KV Cache Compression with TurboQuant and KIVI
I was reading and working on a project related to KV cache compression recently, and while going through different papers and implementations I thought it would be nice to make a small writeup on two really interesting approaches here, KIVI and TurboQuant. Both of them try to solve the same problem in different ways, which is reducing KV cache memory usage without hurting model quality or inference speed too much.
Every generated token adds new keys and values into memory, and at very large sequence lengths the KV cache can actually take more memory than the model weights themselves. On top of that, attention becomes heavily memory bandwidth bound because the GPU constantly has to read massive amounts of KV data during decoding. This is what pushed researchers toward KV cache compression and quantization.
KIVI: Asymmetric 2-bit Quantization
Talking about KIVI, which showed that you could compress the KV cache down to just 2 bits while keeping model quality almost unchanged. The important insight from KIVI was that keys and values behave very differently statistically. Keys tend to contain persistent outlier channels that stay important across many tokens, while values are much more dynamic and vary token by token. Because of this, KIVI used asymmetric quantization: keys were quantized per-channel while values were quantized per-token. Instead of forcing the same quantization strategy onto both tensors, it adapted to the actual structure of the data.

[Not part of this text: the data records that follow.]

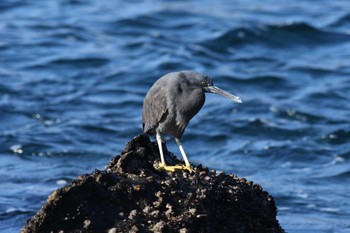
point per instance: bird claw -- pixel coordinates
(175, 168)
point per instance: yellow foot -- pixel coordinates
(175, 168)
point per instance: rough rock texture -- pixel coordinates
(130, 195)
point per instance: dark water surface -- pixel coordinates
(74, 74)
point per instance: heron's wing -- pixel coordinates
(154, 110)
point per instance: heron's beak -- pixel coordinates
(216, 90)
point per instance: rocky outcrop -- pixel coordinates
(131, 195)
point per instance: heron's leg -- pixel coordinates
(187, 163)
(159, 142)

During inference, newly generated keys and values are first separated into different quantization paths. For keys, KIVI performs per-channel quantization because some channels consistently contain large magnitude outliers that are important for attention. Each channel gets its own scaling factor, and the key tensor is then compressed into 2-bit representations using those scales. Values are handled differently. Since values vary more dynamically across tokens instead of channels, KIVI applies per-token quantization where each token gets its own scale during compression.
During attention computation, the quantized KV cache stays compressed in memory and is only dequantized when required for the actual matrix multiplications. Mathematically, the quantization step is basically approximating the original tensor x as x_q = round(x / s), where s is the scaling factor chosen either per-channel or per-token depending on whether it is a key or value tensor. This lets KIVI drastically reduce memory usage and bandwidth while still preserving the attention information that matters most.
KIVI achieved around a 10x KV cache memory reduction compared to FP16 storage while keeping perplexity and downstream performance very close to the original model. More importantly, it proved that ultra low precision KV cache storage was actually practical. Before KIVI, most people assumed quantizing the KV cache that aggressively would destroy attention quality, especially for long context generation.
TurboQuant: Systems-Optimized Compression
After that, TurboQuant pushed the idea further by focusing not just on compression, but on end-to-end inference efficiency. A lot of earlier KV quantization methods reduced memory usage but introduced hidden costs during attention computation because they required expensive dequantization or awkward memory layouts. TurboQuant approached the problem more like a systems optimization problem instead of just a quantization problem.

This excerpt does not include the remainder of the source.